『 凶悪―ある死刑囚の告発 』 「新潮45」編集部

凶悪―ある死刑囚の告発 (新潮文庫) ◆ 凶悪―ある死刑囚の告発 新潮45」編集部 ( 新潮文庫 ) \580  評価…★★★★☆ <作品紹介> 人を殺し、その死を巧みに金に換える “ 先生 ” と呼ばれる男がいる―雑誌記者が聞いた驚愕の証言。だが、告発者は元ヤクザで、しかも拘置所に収監中の殺人犯だった。信じていいのか? 記者は逡巡しながらも、現場を徹底的に歩き、関係者を訪ね、そして確信する。告発は本物だ! やがて、元ヤクザと記者の追及は警察を動かし、真の “ 凶悪” を追い詰めてゆく。白熱の犯罪ドキュメント。 ( 文庫裏表紙紹介文 ) 2007年1月発行の単行本では告発までには至ったものの事件の全貌は解明されておらず、関係者も司法の裁きを受けるまでには至っていない、いわば犯罪ドキュメントとしては未完の状態であったものが2年以上後に発行されたこの文庫版で完結となっている。その文庫版書下ろし部分はもちろん、文庫版あとがきと解説も読み応えのある内容となっている。
紹介文にも書いてある通り未完とも言える単行本より文庫版で買った方が断然いい内容です。値段が安くなってるのに内容がこんなに濃くなってていいのかと単行本購入者の方に申し訳ない気持ちがするくらい( 笑 ) 扱われている事件は2004年10月に 「 新潮45 」 が報道したもので、私はネットニュースで 「 死刑確定の元暴力団組長が余罪を告白。 死刑執行の引き延ばしが目的か? 」というような見出しを見た記憶があります。 そして、その後それらの中で唯一司法の裁きが下った事件である家族3人からの依頼による保険金殺人は、かなり大々的に報道されたこともあり、記憶に新しい方も多いのではないでしょうか。
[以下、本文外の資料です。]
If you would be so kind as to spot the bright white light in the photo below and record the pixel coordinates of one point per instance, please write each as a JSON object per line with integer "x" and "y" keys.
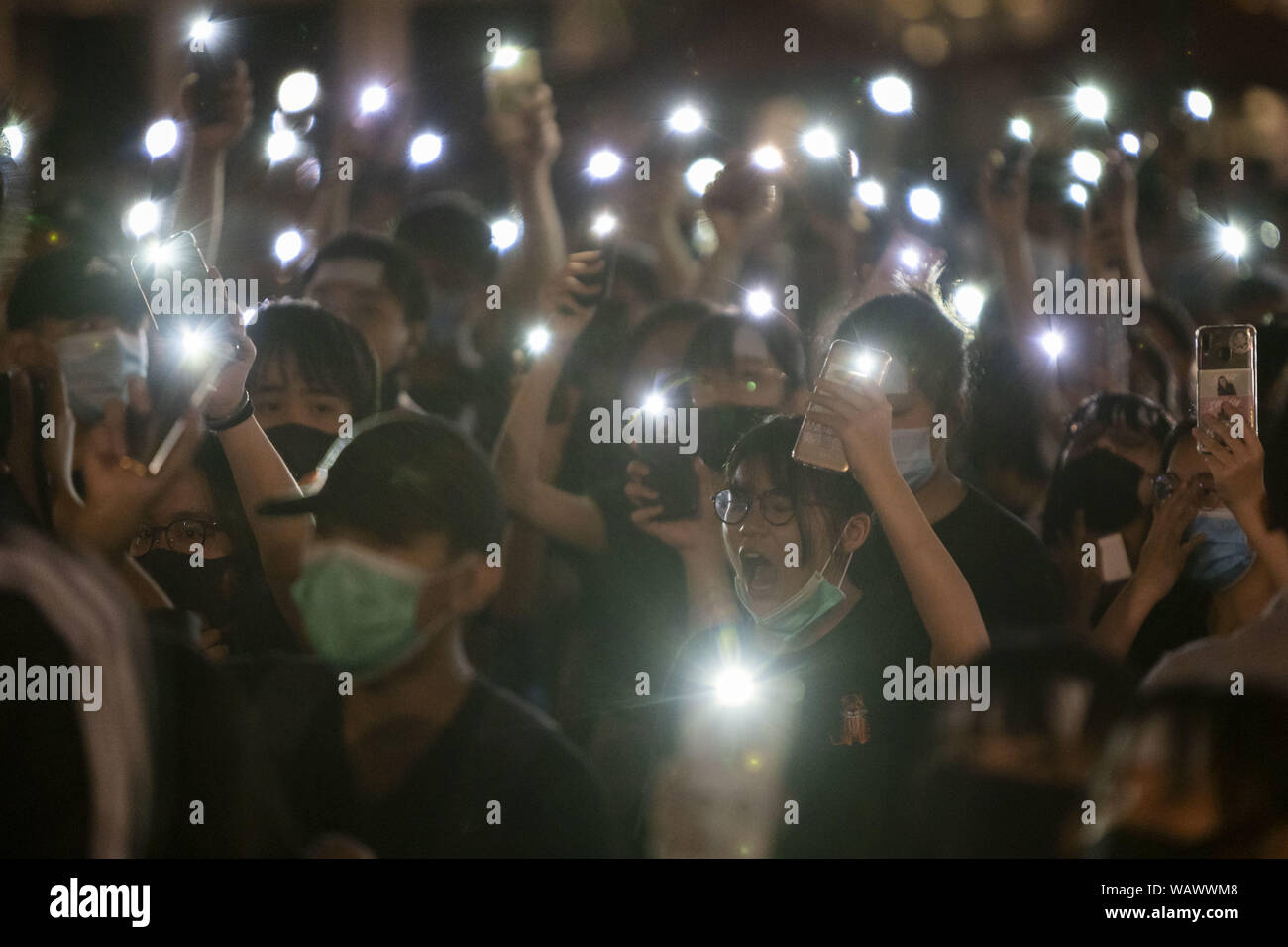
{"x": 1085, "y": 165}
{"x": 871, "y": 193}
{"x": 297, "y": 91}
{"x": 202, "y": 30}
{"x": 686, "y": 120}
{"x": 767, "y": 158}
{"x": 604, "y": 163}
{"x": 923, "y": 202}
{"x": 819, "y": 142}
{"x": 603, "y": 224}
{"x": 281, "y": 146}
{"x": 425, "y": 149}
{"x": 1233, "y": 241}
{"x": 892, "y": 94}
{"x": 16, "y": 140}
{"x": 539, "y": 341}
{"x": 193, "y": 343}
{"x": 287, "y": 247}
{"x": 759, "y": 303}
{"x": 734, "y": 686}
{"x": 1091, "y": 103}
{"x": 969, "y": 302}
{"x": 161, "y": 137}
{"x": 505, "y": 58}
{"x": 143, "y": 218}
{"x": 505, "y": 232}
{"x": 374, "y": 98}
{"x": 700, "y": 174}
{"x": 1199, "y": 105}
私自身もこの事件への興味もあり本書を手に取ったのでした。 そして、読後の感想はただただ感心という感じ。関係各位は皆さんよくやったなぁ、悪名高き北関東の警察も結構頑張ったなぁとか(笑) ジャーナリズム発で、未解決どころか発覚すらしてなかった凶悪事件が明るみに出て正当な裁きを受けるというのは近年無かったことのように思います。 別の事件で死刑が確定している囚人からの告発というきっかけも劇的だし、かつて無い話ですよね。更に言うと、ジャーナリストとその死刑囚を橋渡ししたのが、同じ刑務所にいる死刑を求刑されている囚人というのもなかなかに劇的。 ただ、扱われている事件自体は割と地味で、いわゆる事件記事にあるような人間ドラマ的なものもなく( むしろ排除されている? )、淡々と事実を積み上げているので、不謹慎な言い方ではあるけど少々退屈な感じもあります。私は劇的な犯罪自体やそれをとりまく人間たちに興味を持つ人間なので、例えば告発者である後藤の人間性やこれまでの人生、そして犯した罪の内容とかをもっと知りたいと思ってしまうもので、話が核心に至らない上に筆者と後藤の関係もまだ深くない前半はどうものめりこめませんでした。事件の真相に近づいてきてからは随分面白くなるのですが、「 根本的に、善悪の判断や倫理規範に欠けた、筋金入りの犯罪者 」 とまで表現される後藤が何故そうなったかなどが全く分からないのが非常に不満です。 事件自体を追うドキュメントなので仕方ないとは思うけど、それだけの 「 凶悪 」 な人間でありながら、周囲の親しい人間には非常に慕われていたり ( 実際、本書で伺える限りではそんなに悪くない人物のように思える )、今回のような告発を思いついて行動に移したりする後藤という人物はすこぶる興味深いんですよねぇ。もう少しここを掘り下げることはできなかったのかしらと思わずにはいられないのです。さらに言えば、これは当然のことで仕方ないとはわかっているのだけど、告発されている 「 先生 」 についての情報が少ないのも物足りないんですよね。文庫版では刑が確定してるので顔写真も載っていたりして相当に情報は増えているのですけどもね。 この 「 先生 」 のようなごく普通の人に見えるし、実際ごくふつうに生活しているのに、単に金のためだけに何人もの人を殺して何とも思わない人間というのが私には全く理解できないし、いわゆる猟奇殺人犯などよりよっぽど恐ろしい存在であるように思えるのですが、こういう人間って実は今の日本にはたくさんいるのかもしれませんね。つい最近でも恐ろしい中年女性が2人捕まりましたよね…。そして、殺人というところにまで至らないレベル、例えば、人をだましたり、金品を奪ったり、心身ともに傷つけたりして平気な一見普通の人というのは確実に増えてきていると思います。いろんな意味で怖い世の中であります。 あ、でも、私が本書を手にとったきっかけとなった保険金殺人を依頼した家族はほんとに普通の人たちだったのだと本書を読んで思いました。報道を目にした時は鬼畜だと思ったのですがね。追い詰められて一線を踏み越えてしまって普通でなくなってしまうのですけど、やはり自分達の罪に怯え後悔もしているのです。これはなかなか辛い話でした。